De acordo com o historiador e mestrando em História da África Guilherme Oliveira, economicamente, a cidade de Campinas deve muito à mão de obra escrava, quando teve seu desenvolvimento, ao longo do século XIX, recebendo escravizados africanos. Para ele, não existiria investimento, desenvolvimento econômico e, Campinas não se tornaria uma grande metrópole, se não fosse a mão de obra escravizada [a próxima matéria especial abordará a história e o passado de Campinas] e, ele atribui os problemas que Campinas tem hoje, às questões históricas que não foram resolvidas.

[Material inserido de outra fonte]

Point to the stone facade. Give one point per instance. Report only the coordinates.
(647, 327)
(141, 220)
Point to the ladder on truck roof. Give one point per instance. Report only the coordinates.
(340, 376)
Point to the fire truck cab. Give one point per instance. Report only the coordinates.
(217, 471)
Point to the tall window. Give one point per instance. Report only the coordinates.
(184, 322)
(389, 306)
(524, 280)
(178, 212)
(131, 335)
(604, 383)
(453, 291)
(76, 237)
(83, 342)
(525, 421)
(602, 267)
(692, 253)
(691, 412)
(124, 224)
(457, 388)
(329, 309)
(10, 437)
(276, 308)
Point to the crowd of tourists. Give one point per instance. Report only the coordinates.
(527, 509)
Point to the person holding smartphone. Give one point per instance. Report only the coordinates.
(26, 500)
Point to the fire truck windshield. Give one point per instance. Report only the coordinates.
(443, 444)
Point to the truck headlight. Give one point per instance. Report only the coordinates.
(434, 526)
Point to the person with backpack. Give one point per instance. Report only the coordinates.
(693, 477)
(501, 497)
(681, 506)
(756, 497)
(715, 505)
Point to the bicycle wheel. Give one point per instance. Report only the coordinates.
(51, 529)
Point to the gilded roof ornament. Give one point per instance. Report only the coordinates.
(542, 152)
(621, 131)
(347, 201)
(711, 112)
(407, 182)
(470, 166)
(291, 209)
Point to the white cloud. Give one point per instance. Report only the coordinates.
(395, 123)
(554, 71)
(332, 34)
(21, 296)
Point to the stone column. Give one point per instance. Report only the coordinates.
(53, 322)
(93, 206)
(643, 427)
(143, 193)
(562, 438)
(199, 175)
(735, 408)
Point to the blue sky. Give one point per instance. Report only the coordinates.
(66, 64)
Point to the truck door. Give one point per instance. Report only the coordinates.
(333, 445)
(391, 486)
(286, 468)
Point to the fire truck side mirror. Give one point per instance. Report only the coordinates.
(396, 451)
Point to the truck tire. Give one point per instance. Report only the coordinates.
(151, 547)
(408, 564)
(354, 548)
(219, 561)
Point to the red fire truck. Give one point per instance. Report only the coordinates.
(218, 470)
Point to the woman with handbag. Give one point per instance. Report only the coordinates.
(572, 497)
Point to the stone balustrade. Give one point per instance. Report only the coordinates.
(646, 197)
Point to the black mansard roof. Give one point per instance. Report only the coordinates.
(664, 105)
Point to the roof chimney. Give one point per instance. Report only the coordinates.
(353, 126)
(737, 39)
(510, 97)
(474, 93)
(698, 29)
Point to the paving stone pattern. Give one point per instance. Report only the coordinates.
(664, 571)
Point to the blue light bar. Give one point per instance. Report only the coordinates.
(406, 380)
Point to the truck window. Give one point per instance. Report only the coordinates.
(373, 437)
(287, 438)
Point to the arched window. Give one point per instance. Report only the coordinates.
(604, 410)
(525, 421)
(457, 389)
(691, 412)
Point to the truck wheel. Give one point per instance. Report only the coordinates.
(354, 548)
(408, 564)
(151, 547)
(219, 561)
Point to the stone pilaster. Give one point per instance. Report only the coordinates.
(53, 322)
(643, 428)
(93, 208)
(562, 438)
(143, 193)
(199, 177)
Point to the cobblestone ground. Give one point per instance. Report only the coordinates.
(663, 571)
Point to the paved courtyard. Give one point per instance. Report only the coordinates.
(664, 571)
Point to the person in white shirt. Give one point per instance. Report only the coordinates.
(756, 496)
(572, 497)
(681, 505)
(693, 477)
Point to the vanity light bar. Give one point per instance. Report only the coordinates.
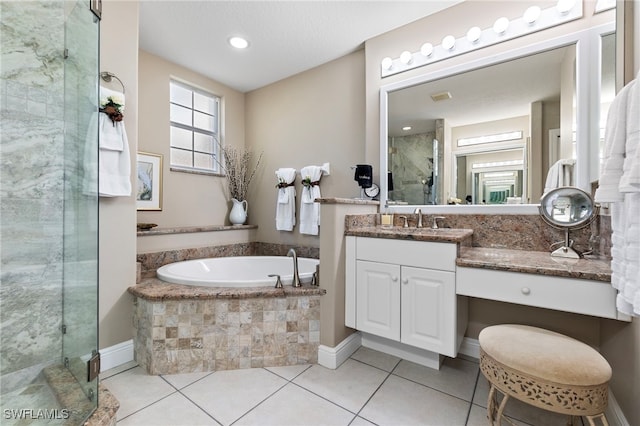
(498, 164)
(534, 19)
(500, 137)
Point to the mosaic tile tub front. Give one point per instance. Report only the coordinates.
(183, 336)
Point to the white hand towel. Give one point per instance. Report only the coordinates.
(310, 210)
(114, 178)
(615, 135)
(286, 203)
(111, 133)
(619, 185)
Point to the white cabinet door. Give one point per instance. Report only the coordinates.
(428, 309)
(378, 299)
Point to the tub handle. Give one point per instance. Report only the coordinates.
(278, 281)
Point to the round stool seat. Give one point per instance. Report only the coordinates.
(545, 369)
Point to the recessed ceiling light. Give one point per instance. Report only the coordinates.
(441, 96)
(238, 42)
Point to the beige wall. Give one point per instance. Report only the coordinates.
(188, 199)
(308, 119)
(119, 55)
(619, 342)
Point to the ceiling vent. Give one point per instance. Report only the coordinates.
(441, 96)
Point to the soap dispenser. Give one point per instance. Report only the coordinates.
(386, 217)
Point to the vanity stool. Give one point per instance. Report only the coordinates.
(544, 369)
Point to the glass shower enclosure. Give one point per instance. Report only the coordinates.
(48, 212)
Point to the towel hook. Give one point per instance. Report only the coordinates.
(108, 76)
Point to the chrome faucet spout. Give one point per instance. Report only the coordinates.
(296, 276)
(419, 213)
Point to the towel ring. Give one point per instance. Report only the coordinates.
(108, 76)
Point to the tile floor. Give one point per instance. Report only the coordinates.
(371, 388)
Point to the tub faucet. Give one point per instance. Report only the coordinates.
(419, 213)
(296, 277)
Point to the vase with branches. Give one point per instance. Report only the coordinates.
(239, 170)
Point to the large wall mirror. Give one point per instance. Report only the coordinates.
(488, 132)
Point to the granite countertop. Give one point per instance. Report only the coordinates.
(156, 290)
(443, 235)
(534, 262)
(336, 200)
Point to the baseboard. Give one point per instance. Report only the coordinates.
(116, 355)
(470, 347)
(334, 357)
(614, 413)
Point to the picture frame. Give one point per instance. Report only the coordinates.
(149, 181)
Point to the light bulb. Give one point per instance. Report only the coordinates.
(473, 35)
(501, 25)
(406, 57)
(531, 15)
(426, 49)
(449, 42)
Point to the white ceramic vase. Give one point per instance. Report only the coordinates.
(238, 213)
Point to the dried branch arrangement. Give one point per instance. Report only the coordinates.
(238, 170)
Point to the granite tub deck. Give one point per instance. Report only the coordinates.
(183, 329)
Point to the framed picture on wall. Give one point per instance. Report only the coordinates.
(149, 187)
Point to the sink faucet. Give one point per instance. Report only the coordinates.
(296, 277)
(419, 213)
(435, 221)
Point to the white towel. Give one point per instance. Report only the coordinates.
(286, 203)
(560, 174)
(115, 170)
(309, 209)
(620, 185)
(111, 133)
(615, 136)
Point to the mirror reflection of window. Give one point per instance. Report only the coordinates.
(524, 96)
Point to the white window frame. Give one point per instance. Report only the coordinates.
(215, 134)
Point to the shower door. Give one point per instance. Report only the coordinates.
(80, 236)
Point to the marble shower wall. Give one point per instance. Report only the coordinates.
(411, 162)
(32, 186)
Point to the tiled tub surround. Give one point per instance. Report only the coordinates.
(150, 262)
(184, 329)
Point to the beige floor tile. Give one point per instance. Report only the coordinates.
(349, 386)
(289, 372)
(181, 380)
(456, 377)
(119, 369)
(294, 406)
(401, 402)
(174, 410)
(135, 389)
(359, 421)
(228, 395)
(377, 359)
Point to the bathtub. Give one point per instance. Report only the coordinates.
(238, 271)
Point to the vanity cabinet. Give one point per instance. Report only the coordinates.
(405, 291)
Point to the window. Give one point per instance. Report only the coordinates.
(195, 123)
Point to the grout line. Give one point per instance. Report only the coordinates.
(473, 394)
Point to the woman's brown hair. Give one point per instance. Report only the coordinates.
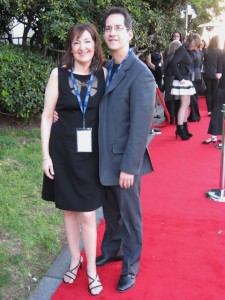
(75, 32)
(214, 42)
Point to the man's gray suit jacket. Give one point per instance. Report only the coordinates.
(125, 118)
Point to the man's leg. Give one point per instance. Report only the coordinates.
(111, 244)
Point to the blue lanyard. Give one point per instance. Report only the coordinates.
(83, 107)
(109, 79)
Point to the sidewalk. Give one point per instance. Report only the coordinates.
(53, 278)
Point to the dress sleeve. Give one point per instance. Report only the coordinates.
(220, 64)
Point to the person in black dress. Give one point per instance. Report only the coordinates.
(215, 125)
(70, 146)
(182, 86)
(210, 62)
(196, 76)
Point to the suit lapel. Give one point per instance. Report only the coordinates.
(121, 74)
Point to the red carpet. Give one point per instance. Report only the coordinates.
(184, 232)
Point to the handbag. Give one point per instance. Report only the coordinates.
(200, 86)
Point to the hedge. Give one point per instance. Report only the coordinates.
(23, 77)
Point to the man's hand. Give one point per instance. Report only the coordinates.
(55, 116)
(47, 167)
(126, 180)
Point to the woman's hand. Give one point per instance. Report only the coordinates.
(55, 116)
(47, 167)
(182, 81)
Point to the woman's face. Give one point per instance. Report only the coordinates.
(176, 36)
(83, 48)
(192, 46)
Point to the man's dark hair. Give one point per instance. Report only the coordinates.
(122, 11)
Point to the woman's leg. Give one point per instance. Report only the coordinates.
(183, 110)
(72, 227)
(89, 234)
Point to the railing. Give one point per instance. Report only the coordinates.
(218, 194)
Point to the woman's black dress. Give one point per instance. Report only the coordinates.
(76, 185)
(215, 125)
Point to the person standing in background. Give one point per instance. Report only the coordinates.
(196, 75)
(211, 55)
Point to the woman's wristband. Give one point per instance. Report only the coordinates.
(45, 158)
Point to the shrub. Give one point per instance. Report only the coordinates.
(23, 77)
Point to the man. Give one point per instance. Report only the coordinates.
(126, 113)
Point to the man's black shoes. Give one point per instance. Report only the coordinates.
(126, 282)
(101, 260)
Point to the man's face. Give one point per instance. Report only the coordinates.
(116, 35)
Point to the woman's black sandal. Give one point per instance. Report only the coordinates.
(94, 287)
(71, 272)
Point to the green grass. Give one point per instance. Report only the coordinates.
(31, 229)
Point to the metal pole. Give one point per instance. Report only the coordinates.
(186, 22)
(218, 194)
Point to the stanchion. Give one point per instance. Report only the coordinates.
(218, 194)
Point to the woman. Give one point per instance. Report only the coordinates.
(70, 146)
(196, 75)
(215, 125)
(182, 86)
(210, 62)
(170, 100)
(176, 35)
(172, 103)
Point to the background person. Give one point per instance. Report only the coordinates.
(196, 79)
(71, 173)
(215, 125)
(211, 55)
(182, 86)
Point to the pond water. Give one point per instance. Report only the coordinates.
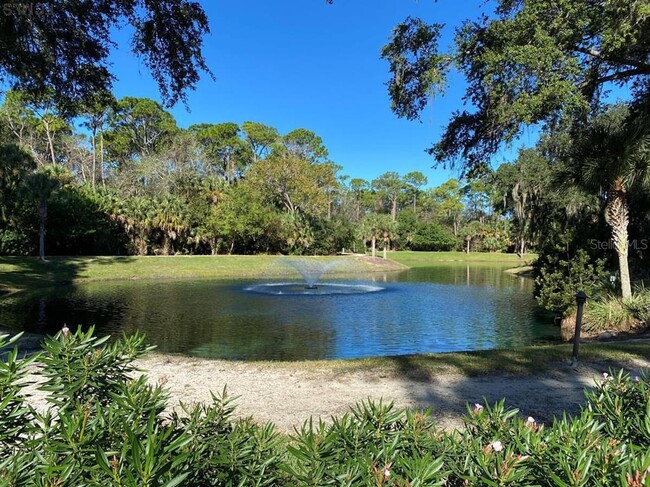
(436, 309)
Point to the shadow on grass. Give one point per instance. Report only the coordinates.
(538, 381)
(27, 273)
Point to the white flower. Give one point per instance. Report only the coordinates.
(497, 446)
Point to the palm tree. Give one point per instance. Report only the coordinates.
(612, 157)
(42, 184)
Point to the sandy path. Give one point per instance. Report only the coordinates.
(288, 396)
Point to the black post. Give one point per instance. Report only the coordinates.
(581, 298)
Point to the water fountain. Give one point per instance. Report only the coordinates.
(311, 272)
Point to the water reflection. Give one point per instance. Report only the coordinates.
(442, 308)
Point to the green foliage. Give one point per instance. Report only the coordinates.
(622, 404)
(167, 36)
(108, 426)
(526, 63)
(559, 277)
(372, 445)
(617, 314)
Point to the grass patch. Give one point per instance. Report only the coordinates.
(17, 273)
(425, 259)
(522, 361)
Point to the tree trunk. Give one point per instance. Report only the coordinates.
(93, 138)
(42, 217)
(617, 215)
(522, 248)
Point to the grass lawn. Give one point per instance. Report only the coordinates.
(424, 259)
(18, 273)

“Se hoje nós temos regiões em Campinas com faltas de estruturas, regiões sem acesso à educação, à lazer, ou mesmo questões de criminalidade, são questões históricas que não foram resolvidas. Se hoje enxergamos em Campinas a população negra em vulnerabilidade. Se formos observar o trabalho da assistência social em Campinas, veremos que o público atendido é majoritariamente negro. Quando nós olhamos para a população de rua de Campinas, vemos que essas pessoas também são majoritariamente negras. Então, estamos falando de um problema histórico que a sociedade campineira não resolveu ao longo do tempo. Sem dúvidas, os problemas sociais e as desigualdades que Campinas tem, atualmente, estão diretamente ligadas a essa herança escravocrata”, considera o historiador.
Esses problemas são desafios que o poder público vai ter que lidar nos próximos anos, afinal, Campinas é uma cidade que merece o melhor para o futuro.